Una provincia ucraina ha approvato all'unanimità una legge contro la cosiddetta “propaganda gay” teorizzata da Putin. Il testo, stilato dal Movimento Cristiano per la Vita e presentato dal consiglio della cicittà di Ivano-Frankivsk, vieta qualunque rappresentazione pubblica delle relazioni lgbt e impone la creazione di un "ministro per la famiglia" che avrà il compito di «difendere i valori tradizionali della famiglia». Si sancisce inoltre il divieto all'uso delle parole “identità di genere” e “orientamento sessuale” in quanto reputati termini «ideologici e anti-scientifici» dai sedicenti cristiani, così come vigerà un divieto assoluto a qualunque “marcia per uguaglianza”, “marcia per l'orgoglio”, “gay pride” e “festival culturale”.
Manifestazioni che già oggi risultano rischiose dato l'appoggio istituzionale che viene offerto ai gruppi neofascisti che sono soliti aggredire i manifestanti.

Da prassi, il documento si appella anche al governo per sostenere che vi siano priorità maggiori a quelle che riguardano i diritti dei gay, anche se poi loro sono i primi a mettere la promozione dell'omofobia come priorità della loro agenda di aggressione alle minoranze.

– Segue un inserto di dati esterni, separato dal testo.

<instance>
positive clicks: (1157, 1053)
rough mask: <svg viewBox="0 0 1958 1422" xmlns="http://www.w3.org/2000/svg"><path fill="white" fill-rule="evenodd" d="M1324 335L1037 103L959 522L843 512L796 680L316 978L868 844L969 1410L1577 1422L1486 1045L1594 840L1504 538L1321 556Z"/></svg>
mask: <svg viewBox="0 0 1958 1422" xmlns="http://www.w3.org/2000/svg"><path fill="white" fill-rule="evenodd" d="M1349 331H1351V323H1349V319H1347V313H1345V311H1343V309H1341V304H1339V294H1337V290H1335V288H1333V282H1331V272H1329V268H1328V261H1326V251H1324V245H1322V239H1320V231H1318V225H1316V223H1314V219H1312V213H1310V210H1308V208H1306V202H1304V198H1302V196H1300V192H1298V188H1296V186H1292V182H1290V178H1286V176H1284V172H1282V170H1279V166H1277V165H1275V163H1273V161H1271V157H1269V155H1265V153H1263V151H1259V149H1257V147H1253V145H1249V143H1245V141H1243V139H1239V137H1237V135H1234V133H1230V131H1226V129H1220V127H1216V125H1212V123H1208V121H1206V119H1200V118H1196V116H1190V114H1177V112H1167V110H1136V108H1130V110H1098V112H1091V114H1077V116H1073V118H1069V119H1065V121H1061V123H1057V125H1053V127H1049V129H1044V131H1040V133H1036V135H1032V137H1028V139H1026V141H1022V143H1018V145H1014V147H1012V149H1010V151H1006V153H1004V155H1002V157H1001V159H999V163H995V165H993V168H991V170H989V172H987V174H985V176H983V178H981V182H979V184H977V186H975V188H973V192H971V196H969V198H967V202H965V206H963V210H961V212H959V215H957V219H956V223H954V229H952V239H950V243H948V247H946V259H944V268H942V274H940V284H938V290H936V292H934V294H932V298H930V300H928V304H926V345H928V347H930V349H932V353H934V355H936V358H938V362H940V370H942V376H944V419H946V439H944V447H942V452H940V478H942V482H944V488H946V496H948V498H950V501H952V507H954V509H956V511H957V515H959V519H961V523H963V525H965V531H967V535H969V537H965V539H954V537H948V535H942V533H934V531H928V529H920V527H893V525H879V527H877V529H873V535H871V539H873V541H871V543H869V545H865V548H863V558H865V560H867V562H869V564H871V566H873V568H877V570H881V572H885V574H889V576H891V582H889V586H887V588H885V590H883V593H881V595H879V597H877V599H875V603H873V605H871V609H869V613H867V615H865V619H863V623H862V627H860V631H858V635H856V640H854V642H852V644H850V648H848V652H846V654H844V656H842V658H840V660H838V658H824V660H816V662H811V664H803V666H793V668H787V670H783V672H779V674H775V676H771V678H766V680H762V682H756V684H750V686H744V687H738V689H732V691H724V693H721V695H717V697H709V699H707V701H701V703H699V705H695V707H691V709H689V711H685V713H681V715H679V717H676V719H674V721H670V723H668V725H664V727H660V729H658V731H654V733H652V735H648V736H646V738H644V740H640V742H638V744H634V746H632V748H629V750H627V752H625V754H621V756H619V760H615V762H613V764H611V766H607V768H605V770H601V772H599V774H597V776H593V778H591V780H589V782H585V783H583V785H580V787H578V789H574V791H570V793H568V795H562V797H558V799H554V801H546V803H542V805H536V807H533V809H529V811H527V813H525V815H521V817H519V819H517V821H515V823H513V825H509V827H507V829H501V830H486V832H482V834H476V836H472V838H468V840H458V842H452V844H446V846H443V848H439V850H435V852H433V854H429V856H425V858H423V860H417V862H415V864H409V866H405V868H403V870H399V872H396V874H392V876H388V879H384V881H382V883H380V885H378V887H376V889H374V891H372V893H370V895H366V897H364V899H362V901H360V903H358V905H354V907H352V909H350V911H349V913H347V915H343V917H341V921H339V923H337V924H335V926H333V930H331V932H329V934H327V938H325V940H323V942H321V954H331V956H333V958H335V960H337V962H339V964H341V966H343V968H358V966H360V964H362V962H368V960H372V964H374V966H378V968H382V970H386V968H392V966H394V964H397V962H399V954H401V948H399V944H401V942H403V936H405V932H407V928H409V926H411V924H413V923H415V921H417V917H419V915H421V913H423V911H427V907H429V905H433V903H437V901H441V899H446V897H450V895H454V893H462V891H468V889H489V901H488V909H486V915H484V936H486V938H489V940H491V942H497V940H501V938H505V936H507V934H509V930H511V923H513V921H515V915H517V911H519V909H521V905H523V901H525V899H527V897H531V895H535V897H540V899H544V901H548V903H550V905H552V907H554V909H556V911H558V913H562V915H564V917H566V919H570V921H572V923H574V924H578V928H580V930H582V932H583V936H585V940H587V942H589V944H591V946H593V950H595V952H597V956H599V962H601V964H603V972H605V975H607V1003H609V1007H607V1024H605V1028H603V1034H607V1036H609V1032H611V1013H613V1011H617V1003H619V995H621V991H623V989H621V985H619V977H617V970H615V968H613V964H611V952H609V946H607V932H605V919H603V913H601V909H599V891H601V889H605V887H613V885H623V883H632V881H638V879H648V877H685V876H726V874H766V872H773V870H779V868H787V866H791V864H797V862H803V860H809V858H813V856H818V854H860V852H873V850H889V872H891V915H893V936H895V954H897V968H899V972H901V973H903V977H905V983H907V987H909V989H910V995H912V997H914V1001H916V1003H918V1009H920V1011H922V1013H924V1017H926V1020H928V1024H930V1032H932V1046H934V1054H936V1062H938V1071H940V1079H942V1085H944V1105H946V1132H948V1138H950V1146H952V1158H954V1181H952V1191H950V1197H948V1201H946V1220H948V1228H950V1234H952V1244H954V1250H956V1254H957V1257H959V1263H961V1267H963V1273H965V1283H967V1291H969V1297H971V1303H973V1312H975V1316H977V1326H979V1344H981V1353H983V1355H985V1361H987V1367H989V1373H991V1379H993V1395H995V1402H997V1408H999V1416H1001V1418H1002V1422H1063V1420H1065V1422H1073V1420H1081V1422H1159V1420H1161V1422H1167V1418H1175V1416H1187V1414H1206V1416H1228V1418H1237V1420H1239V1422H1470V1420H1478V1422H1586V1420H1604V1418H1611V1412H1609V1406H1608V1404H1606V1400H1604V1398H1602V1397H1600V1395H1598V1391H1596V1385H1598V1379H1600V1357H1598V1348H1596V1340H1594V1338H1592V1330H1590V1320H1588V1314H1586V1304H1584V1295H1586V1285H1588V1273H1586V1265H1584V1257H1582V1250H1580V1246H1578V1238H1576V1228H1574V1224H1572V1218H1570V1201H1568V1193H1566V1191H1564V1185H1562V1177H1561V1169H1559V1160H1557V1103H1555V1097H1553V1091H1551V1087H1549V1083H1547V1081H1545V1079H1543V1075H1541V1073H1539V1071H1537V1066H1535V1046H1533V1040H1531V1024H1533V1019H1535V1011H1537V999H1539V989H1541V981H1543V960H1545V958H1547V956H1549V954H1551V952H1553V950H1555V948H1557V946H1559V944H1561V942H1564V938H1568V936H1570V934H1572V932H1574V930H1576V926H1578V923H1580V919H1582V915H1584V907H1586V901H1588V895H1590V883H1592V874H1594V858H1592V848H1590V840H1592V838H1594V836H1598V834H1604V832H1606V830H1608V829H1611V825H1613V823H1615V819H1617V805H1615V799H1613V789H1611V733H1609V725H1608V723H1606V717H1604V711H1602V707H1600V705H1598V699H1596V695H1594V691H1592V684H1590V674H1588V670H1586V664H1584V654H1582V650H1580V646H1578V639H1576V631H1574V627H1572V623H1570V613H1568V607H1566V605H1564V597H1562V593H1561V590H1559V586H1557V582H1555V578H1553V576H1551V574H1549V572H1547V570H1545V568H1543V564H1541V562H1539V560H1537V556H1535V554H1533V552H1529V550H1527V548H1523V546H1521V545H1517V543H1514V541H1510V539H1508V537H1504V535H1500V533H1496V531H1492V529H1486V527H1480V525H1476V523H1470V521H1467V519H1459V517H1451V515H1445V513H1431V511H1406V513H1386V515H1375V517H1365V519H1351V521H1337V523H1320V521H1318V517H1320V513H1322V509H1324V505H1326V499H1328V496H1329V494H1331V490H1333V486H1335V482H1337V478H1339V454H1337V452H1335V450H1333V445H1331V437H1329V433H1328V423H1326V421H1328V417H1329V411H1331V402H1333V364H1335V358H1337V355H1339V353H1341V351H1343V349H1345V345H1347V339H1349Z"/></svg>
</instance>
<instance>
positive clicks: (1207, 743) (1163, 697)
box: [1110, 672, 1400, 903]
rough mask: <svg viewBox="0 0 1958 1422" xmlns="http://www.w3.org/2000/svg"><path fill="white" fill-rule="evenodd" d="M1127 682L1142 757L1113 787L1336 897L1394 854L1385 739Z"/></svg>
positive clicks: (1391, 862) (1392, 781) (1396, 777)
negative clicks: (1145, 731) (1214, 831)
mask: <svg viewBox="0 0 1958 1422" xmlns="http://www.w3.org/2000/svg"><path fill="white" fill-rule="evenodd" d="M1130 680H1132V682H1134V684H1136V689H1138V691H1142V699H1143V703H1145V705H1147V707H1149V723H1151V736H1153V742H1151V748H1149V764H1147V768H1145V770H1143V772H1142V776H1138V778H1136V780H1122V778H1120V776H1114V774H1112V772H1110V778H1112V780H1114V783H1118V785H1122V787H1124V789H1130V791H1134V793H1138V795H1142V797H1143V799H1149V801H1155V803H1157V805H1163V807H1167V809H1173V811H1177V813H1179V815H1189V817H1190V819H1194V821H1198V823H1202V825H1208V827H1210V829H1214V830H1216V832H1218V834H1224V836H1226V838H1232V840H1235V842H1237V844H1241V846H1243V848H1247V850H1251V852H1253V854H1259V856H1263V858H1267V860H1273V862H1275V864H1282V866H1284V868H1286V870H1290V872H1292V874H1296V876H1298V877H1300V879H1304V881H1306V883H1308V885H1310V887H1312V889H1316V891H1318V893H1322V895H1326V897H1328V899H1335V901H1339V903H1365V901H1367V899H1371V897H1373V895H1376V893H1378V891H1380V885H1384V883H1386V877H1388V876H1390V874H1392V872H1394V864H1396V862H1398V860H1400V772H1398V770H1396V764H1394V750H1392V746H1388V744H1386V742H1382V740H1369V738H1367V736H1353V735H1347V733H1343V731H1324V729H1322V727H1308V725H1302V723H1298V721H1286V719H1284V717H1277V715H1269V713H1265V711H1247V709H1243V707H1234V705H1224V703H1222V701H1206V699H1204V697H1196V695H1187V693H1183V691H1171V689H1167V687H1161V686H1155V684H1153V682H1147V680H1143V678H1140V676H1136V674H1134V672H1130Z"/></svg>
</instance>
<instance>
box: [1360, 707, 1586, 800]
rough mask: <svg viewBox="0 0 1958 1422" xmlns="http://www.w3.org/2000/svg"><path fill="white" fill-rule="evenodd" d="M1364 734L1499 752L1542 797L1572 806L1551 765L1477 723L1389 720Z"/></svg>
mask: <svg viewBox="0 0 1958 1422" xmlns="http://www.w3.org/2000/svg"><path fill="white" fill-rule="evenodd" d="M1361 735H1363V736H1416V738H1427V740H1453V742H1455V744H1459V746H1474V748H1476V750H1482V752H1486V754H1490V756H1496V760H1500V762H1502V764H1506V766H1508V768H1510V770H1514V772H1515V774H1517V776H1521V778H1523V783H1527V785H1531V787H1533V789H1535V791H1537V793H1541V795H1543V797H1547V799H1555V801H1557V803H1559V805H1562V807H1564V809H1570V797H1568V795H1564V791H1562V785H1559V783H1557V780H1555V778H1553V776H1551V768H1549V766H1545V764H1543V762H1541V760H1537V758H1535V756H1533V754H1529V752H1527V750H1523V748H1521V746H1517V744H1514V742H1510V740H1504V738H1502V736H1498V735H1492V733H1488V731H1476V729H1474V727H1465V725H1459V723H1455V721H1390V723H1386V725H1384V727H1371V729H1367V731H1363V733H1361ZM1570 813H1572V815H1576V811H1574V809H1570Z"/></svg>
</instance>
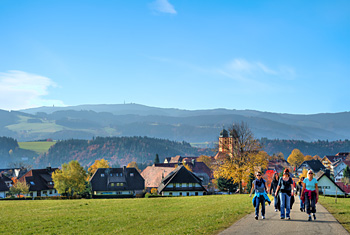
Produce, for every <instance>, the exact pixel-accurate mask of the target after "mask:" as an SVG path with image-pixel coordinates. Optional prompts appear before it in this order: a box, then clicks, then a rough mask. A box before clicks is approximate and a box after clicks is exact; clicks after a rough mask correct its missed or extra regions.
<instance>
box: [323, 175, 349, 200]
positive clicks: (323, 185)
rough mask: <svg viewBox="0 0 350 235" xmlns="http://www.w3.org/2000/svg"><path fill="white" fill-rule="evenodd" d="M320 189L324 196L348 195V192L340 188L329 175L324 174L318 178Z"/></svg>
mask: <svg viewBox="0 0 350 235" xmlns="http://www.w3.org/2000/svg"><path fill="white" fill-rule="evenodd" d="M317 181H318V184H317V185H318V189H319V192H320V194H323V195H343V196H344V195H346V192H345V191H344V190H343V189H342V188H341V187H339V186H338V185H337V184H336V183H335V182H334V181H333V180H332V179H331V178H330V177H329V175H328V174H326V173H323V174H321V175H320V176H319V177H318V178H317Z"/></svg>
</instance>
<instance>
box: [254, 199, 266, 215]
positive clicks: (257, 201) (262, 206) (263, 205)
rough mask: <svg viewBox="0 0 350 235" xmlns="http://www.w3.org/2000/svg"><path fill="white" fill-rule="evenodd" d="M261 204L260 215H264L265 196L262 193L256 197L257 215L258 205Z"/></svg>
mask: <svg viewBox="0 0 350 235" xmlns="http://www.w3.org/2000/svg"><path fill="white" fill-rule="evenodd" d="M260 204H261V215H262V216H265V198H264V196H263V195H260V197H257V198H256V206H255V215H256V216H259V205H260Z"/></svg>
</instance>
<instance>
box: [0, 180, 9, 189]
mask: <svg viewBox="0 0 350 235" xmlns="http://www.w3.org/2000/svg"><path fill="white" fill-rule="evenodd" d="M7 191H9V188H8V187H7V185H6V184H5V181H4V180H3V179H2V178H0V192H7Z"/></svg>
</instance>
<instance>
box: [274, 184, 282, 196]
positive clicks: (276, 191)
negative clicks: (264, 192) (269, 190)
mask: <svg viewBox="0 0 350 235" xmlns="http://www.w3.org/2000/svg"><path fill="white" fill-rule="evenodd" d="M280 188H281V186H279V185H278V186H277V189H276V192H275V197H277V194H278V191H279V190H280Z"/></svg>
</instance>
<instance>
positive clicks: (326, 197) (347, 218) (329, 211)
mask: <svg viewBox="0 0 350 235" xmlns="http://www.w3.org/2000/svg"><path fill="white" fill-rule="evenodd" d="M320 203H321V204H322V206H324V207H325V208H326V209H327V210H328V211H329V212H330V213H331V214H332V215H333V216H334V217H335V218H336V219H337V220H338V221H339V223H340V224H341V225H342V226H343V227H344V228H345V229H346V230H348V232H349V233H350V198H337V203H335V198H334V197H323V196H320Z"/></svg>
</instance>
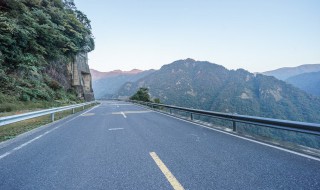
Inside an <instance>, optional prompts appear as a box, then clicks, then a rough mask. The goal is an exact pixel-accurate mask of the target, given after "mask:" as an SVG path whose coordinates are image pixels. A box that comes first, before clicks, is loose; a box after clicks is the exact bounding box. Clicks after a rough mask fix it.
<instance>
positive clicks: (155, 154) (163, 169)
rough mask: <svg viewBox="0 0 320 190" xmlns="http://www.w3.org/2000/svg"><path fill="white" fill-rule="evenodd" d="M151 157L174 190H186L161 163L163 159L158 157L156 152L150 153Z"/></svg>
mask: <svg viewBox="0 0 320 190" xmlns="http://www.w3.org/2000/svg"><path fill="white" fill-rule="evenodd" d="M150 156H151V157H152V159H153V160H154V162H155V163H156V164H157V166H158V167H159V168H160V170H161V171H162V173H163V174H164V176H166V178H167V180H168V181H169V183H170V184H171V186H172V187H173V189H174V190H184V188H183V187H182V185H181V184H180V183H179V181H178V180H177V179H176V178H175V177H174V175H173V174H172V173H171V172H170V170H169V169H168V168H167V166H166V165H165V164H164V163H163V162H162V161H161V159H160V158H159V157H158V155H157V154H156V153H155V152H150Z"/></svg>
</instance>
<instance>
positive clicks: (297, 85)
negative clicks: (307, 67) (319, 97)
mask: <svg viewBox="0 0 320 190" xmlns="http://www.w3.org/2000/svg"><path fill="white" fill-rule="evenodd" d="M286 82H288V83H290V84H292V85H294V86H296V87H298V88H300V89H301V90H304V91H306V92H307V93H309V94H313V95H316V96H320V72H312V73H304V74H301V75H296V76H293V77H290V78H288V79H287V80H286Z"/></svg>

Nel testo affermano: «Oggi ci sono molte sfide che riguardano le famiglie ucraine: orfani, bambini con disabilità, bambini con bisogni speciali, ragazze madri, famiglie con un solo genitore, l'incapacità di esercitare pienamente i diritti costituzionali, l'istruzione, l'alloggio, la protezione sociale, un tenore di vita dignitoso. Allo stesso tempo, per ragioni sconosciute, lo stato dà priorità l'attenzione solo per il problema, creato artificialmente, della cosiddetta discriminazione contro le persone con orientamento sessuale non convenzionale». Da aui l'appello per leggi che impongano discriminazioni e dustinguo «basati sui tradizionali valori spirituali del Cristianesimo e una visione tradizionale della famiglia intesa come una legittima unione di uomini e donne che partoriscono e allevano figli».